1. Where to Stay
Ask for a balcony suite at the CONDESAdf (from $190), the 40-room India Mahdavi–designed hotel overlooking Parque España. Sooth your hangover on the rooftop terrace on Sunday afternoons with a D.J. set of down-tempo Latin lounge music.
Be discreet at Habita (from $250), a boutique hotel hidden behind a frosted-glass box façade on Mexico City’s most luxurious avenue, Avenida Presidente Masaryk. The third floor’s minimalist suites are the quietest, but find action upstairs at the rooftop bar.
Feel like you’re visiting friends at the eight-room Red Tree House (from $50), the affordable California colonial B&B run by an American set designer and his partner. Rooms in the newly added garden house overlook the patio, and the owners host frequent wine parties for their guests.
2. Where to Eat
Spring for the tasting menu (six courses, $55) at Pujol to sample the range of avant-garde, U.S.-trained chef Enrique Olvera. When his cookbook comes out in May 2010, you’ll have already tasted his liquid quesadilla.
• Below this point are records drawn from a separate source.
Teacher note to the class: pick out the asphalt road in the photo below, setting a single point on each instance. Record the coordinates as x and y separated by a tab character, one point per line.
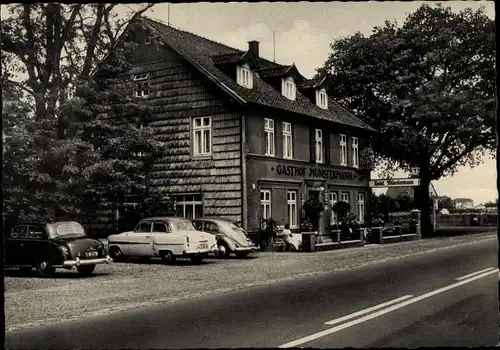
434	309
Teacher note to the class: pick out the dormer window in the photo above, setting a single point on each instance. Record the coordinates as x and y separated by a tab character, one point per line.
244	76
288	88
322	99
142	88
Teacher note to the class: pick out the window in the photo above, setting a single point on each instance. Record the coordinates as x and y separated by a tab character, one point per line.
287	141
19	232
244	76
322	99
291	203
288	88
143	226
265	203
345	197
355	152
318	136
269	132
142	85
160	227
202	135
333	199
189	206
343	150
361	207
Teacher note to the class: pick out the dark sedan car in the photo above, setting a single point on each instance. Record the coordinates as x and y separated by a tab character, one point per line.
47	246
231	237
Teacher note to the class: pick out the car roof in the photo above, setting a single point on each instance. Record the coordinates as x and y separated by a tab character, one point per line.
163	218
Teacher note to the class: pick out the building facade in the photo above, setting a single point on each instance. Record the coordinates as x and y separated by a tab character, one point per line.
247	138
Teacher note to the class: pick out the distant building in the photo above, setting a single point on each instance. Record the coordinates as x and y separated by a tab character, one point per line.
463	203
394	192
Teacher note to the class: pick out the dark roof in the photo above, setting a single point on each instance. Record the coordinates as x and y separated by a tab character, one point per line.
199	52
Guess what the 30 ingredients are in El Bajío’s mole sauce, served over chicken or as a stew. Don a plastic bib before trying the carnitas, which have been braising since 3 a.m.
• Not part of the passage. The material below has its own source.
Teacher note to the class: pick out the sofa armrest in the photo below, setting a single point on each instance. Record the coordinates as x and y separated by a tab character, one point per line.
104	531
Eat organic, regional cuisine prepared by the author of the Encyclopedia of Mexican Gastronomy at the unpretentious Café Azul y Oro. Work off the meal with a walk through the adjacent year-old University Museum of Contemporary Art.
Take your taxi to the “drive-in” at El Borrego Viudo (Avenida Revolución 241; no phone), a tiny 41-year-old taquería with an enormous parking lot and carhops.
3. What to Do
Find D.J.’s instead of mariachis at actor Diego Luna’s La Bipo (Malintzin 155, Coyoacán; 52-55/5484-8230), the faux dive bar in the artsy Coyoacán neighborhood inspired by traditional cantinas.
Hear cutting-edge electro acts like Kinky or Mexican Institute of Sound at Pasagüero, a recently renovated cultural center near the Zocalo that also stages exhibitions and fashion shows. Indie bands play at the year-old El Imperial (Álvaro Obregón 293, Roma Norte; 52-55/5525-1115), where the downstairs space is decked out in modern baroque with chandeliers and lace-draped columns.
Shake it at Pasaje America, where a roster of international D.J.’s like New York’s Tommie Sunshine spin deep house and minimal techno below giant disco balls. Or get down at the legendary Patrick Miller, a cavernous space that has attracted high-profile patrons like Diplo, and is still the favorite spot for high-energy music lovers to battle it out in laser-lit dance circles.
Learn to dance to synth-heavy cumbia sonidera at Buttergold, the megasize disco with five bars and twice-nightly drag revues that draw as many straight folks as gay. The $9 cover includes two domestic beers.
4. Insider’s Tip
Considered sacred by the Aztecs, pulque is an alcoholic drink fermented from the maguey plant. You can find it in cans in New York, but drink it out of the barrel at La Pirata (13 de Septiembre, Escandón; no phone), where the floors are covered in sawdust and black-and-white photos of nude women adorn the walls. The pulque, which is combined with different flavors—oats and pine nut are the most popular—costs 80 cents a liter.
5. Oddball Day
Take a taxi an hour south of the city center to the Aztec canals of Xochimilco ($10 for the cab ride), where families and visitors gather at “the Venice of Mexico” for special occasions aboard brightly painted wooden trajineras (flat-bottomed boats). Get out at the Embarcadero Nuevo Nativitas, the busiest of the nine landings, and snag a spot on a twenty-seater green-roofed boat equipped with buckets of domestic beer ($12 per hour, plus drinks). Request a ranchera song from one of the mariachi bands-for-hire coasting by ($6) or enjoy a floating picnic from canoegoing vendors hawking hot soup, barbecued rabbit, and grilled corn. Make arrangements with the boat guide to stop at the Isla de las Muñecas, located two hours outside of the water park. Explore this spooky shrine to a poor girl who drowned in the canal by walking beneath the hundreds of old dolls hanging from trees. Don’t forget to leave an offering—a doll or candle—to placate any restless spirits.
Chilango.com, the website of the Spanish-language print magazine, lists every bar and antro (or nightclub) in town by genre and neighborhood.
To brush up on your street slang, check out Swearin DF, a manual of communication for English speakers visiting Mexico City.
Flip through the virtual version of El DF’s Expat Guide for information on restaurants, museums, and concert venues—and detailed maps to ensure you’ll get there.
Still nervous to venture south of the border? The Truth About Mexico aims to balance the negative media attention coming from the North.